“Não será o ministério do Espírito ainda muito mais glorioso?” (2 Coríntios 3:8)

Paulo faz um contraste entre o que chama de “ministério de morte ou condenação” e o “ministério do Espírito”. O primeiro ministério, representado por Moisés, é passageiro, pois a sua glória se desvanece, desaparece. O segundo ministério tem Jesus Cristo como seu representante e a sua glória resplandece cada vez mais.

Ao encerrarmos esses vinte e um dias de reflexão sobre a glória de Deus, devemos ter compreendido que existe uma glória muito mais excelente do que aquela experimentada por Moisés. Devemos buscar uma experiência com o “ministério do Espírito”, ou seja, uma revelação da glória de Deus em Jesus Cristo que progressivamente nos transforme à imagem de Jesus, o último Adão, ao qual, nascidos de novo, somos feitos à sua imagem e semelhança.
Essa experiência com a glória de Deus é chamada de “ministério do Espírito” porque é o Espírito Santo quem se encarrega de transformar-nos na medida em que nos sujeitamos a Cristo. O Espírito infunde em nós o caráter de Jesus, dando-nos a conhecer as riquezas da salvação que estão reservadas para nós. Ele nos leva a um nível de relacionamento com Deus em que os véus da religião não são necessários, pois é com o “rosto descoberto” (2 Coríntios 3.18) que contemplamos a glória do Senhor de maneira que somos transformados por essa experiência com a sua glória.
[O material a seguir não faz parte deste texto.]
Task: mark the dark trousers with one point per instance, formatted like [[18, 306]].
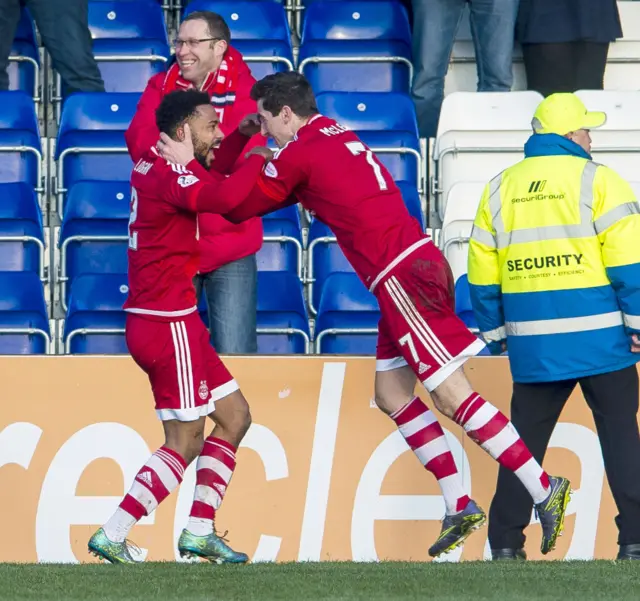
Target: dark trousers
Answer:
[[566, 67], [63, 25], [535, 409]]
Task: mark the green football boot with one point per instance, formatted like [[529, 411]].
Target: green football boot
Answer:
[[107, 550], [211, 547]]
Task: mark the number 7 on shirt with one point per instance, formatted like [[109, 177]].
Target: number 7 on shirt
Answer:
[[356, 149]]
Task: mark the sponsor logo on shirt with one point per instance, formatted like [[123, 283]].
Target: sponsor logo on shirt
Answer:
[[187, 180], [270, 170]]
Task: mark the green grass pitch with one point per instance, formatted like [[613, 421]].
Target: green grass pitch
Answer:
[[477, 581]]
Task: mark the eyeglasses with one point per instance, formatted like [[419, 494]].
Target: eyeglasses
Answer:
[[193, 43]]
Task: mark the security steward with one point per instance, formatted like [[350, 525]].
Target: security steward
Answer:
[[554, 274]]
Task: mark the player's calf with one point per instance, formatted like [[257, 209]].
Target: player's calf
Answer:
[[214, 470]]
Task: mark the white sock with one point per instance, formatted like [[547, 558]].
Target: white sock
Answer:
[[200, 526], [119, 526]]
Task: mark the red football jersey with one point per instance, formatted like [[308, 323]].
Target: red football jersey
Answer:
[[163, 233], [336, 177]]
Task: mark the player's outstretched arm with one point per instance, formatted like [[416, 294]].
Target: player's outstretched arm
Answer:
[[256, 204], [232, 146]]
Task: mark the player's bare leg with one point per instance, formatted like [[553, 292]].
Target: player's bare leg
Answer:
[[213, 473], [420, 428], [490, 429], [155, 481]]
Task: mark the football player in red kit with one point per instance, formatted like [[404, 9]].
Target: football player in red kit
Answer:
[[165, 334], [328, 169]]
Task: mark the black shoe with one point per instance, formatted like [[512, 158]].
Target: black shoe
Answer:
[[508, 554], [629, 551]]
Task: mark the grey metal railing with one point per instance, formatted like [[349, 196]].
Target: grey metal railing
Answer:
[[289, 332], [30, 332], [59, 185], [295, 242], [36, 74], [31, 240]]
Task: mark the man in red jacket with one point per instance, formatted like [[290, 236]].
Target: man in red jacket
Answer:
[[228, 272]]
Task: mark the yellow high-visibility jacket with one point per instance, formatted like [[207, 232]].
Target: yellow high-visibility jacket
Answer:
[[554, 264]]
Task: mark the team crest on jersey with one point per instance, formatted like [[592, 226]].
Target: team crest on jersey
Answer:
[[187, 180]]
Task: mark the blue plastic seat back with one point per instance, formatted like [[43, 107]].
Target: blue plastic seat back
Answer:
[[125, 20], [96, 120], [356, 29], [20, 215], [280, 256], [22, 305], [356, 20], [281, 305], [256, 53], [390, 113], [326, 258], [412, 201], [346, 304], [22, 74], [96, 304], [247, 19], [128, 28], [18, 127]]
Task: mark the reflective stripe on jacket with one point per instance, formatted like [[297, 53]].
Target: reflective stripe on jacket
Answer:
[[554, 264]]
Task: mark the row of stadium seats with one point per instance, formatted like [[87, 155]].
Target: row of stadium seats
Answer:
[[357, 45], [87, 266], [479, 135]]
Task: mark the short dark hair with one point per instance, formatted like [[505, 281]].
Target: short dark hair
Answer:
[[287, 88], [177, 107], [216, 24]]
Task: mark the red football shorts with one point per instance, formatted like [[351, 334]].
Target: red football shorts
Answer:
[[418, 325], [187, 376]]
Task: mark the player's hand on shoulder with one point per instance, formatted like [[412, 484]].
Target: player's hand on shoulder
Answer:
[[250, 125], [179, 152], [262, 151]]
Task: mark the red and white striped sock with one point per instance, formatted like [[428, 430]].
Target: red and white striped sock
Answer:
[[213, 473], [153, 484], [490, 429], [420, 428]]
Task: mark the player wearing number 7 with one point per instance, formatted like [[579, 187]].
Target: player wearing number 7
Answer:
[[337, 178]]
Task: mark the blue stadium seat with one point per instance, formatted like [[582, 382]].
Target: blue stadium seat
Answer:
[[95, 320], [412, 200], [347, 318], [283, 324], [93, 237], [22, 241], [282, 248], [325, 258], [125, 29], [24, 59], [341, 42], [91, 143], [24, 324], [381, 121], [259, 30], [19, 128]]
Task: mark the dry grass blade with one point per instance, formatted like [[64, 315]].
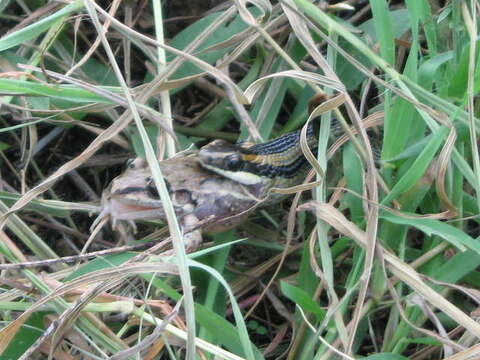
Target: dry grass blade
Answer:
[[399, 268]]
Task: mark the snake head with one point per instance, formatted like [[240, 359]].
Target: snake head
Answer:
[[230, 161]]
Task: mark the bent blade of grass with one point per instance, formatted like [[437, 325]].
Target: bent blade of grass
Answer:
[[242, 328], [398, 268], [453, 235], [160, 184], [34, 30]]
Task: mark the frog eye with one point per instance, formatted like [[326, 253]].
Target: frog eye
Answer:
[[151, 188], [233, 162]]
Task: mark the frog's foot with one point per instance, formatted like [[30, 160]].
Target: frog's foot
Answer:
[[192, 239]]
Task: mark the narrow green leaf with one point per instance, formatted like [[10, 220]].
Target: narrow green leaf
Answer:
[[453, 235]]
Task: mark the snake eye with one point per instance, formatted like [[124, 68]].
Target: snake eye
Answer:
[[129, 164], [233, 162]]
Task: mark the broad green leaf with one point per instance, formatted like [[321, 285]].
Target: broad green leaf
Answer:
[[385, 356], [418, 168], [453, 235], [64, 92], [34, 30], [302, 299]]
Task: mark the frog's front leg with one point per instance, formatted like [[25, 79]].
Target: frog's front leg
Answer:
[[193, 239]]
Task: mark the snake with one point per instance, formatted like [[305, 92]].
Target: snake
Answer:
[[276, 163]]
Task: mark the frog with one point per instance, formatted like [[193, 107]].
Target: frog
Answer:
[[203, 200]]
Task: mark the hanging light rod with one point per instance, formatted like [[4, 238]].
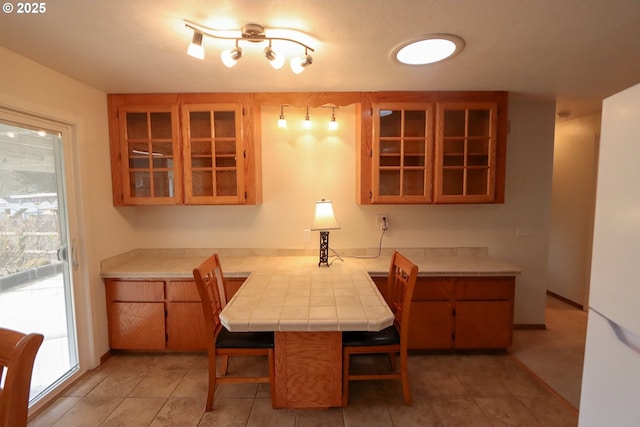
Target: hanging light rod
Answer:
[[254, 33]]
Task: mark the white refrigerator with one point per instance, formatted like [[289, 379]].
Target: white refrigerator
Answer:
[[611, 377]]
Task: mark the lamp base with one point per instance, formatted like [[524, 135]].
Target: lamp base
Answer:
[[324, 248]]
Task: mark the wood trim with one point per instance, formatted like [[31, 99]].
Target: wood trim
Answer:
[[565, 300]]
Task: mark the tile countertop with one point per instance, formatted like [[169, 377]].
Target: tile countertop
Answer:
[[179, 263]]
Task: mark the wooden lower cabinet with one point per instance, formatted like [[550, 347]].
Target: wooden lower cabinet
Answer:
[[460, 312], [157, 314]]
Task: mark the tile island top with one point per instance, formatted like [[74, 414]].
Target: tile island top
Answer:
[[303, 297], [179, 263]]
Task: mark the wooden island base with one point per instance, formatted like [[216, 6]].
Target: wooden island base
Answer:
[[308, 369]]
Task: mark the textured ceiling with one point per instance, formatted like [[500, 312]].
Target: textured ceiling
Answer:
[[574, 51]]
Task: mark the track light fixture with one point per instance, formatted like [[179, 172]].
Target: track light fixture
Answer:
[[333, 125], [195, 48], [254, 33], [299, 64], [282, 122], [307, 121]]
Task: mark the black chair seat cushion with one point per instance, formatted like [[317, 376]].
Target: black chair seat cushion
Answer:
[[387, 336], [226, 339]]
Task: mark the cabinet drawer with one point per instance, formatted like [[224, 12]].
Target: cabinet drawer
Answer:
[[182, 291], [485, 288], [433, 289], [134, 291]]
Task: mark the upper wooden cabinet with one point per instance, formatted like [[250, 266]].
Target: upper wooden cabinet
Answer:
[[183, 149], [403, 148], [434, 147]]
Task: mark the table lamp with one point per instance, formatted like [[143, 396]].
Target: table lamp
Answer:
[[323, 222]]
É o Espírito Santo quem traz a convicção da salvação ao coração do crente (Romanos 8.16) e inclina o nosso coração a desejar as coisas do Reino de Deus: “Quem vive segundo a carne tem a mente voltada para o que a carne deseja; mas quem, de acordo com o Espírito, tem a mente voltada para o que o Espírito deseja” (Romanos 8:5). Somos libertos do espírito de escravidão para vivermos a bem aventurada condição de filhos de Deus: “Pois vocês não receberam um espírito que os escravize para novamente temer, mas receberam o Espírito que os adota como filhos, por meio do qual clamamos: ‘Aba, Pai’. O próprio Espírito testemunha ao nosso espírito que somos filhos de Deus.” (Romanos 8:15-16). Como filhos de Deus, tornamo-nos seus herdeiros em Cristo: “Se somos filhos, então somos herdeiros; herdeiros de Deus e co-herdeiros com Cristo, se de fato participamos dos seus sofrimentos, para que também participemos da sua glória” (Romanos 8:17).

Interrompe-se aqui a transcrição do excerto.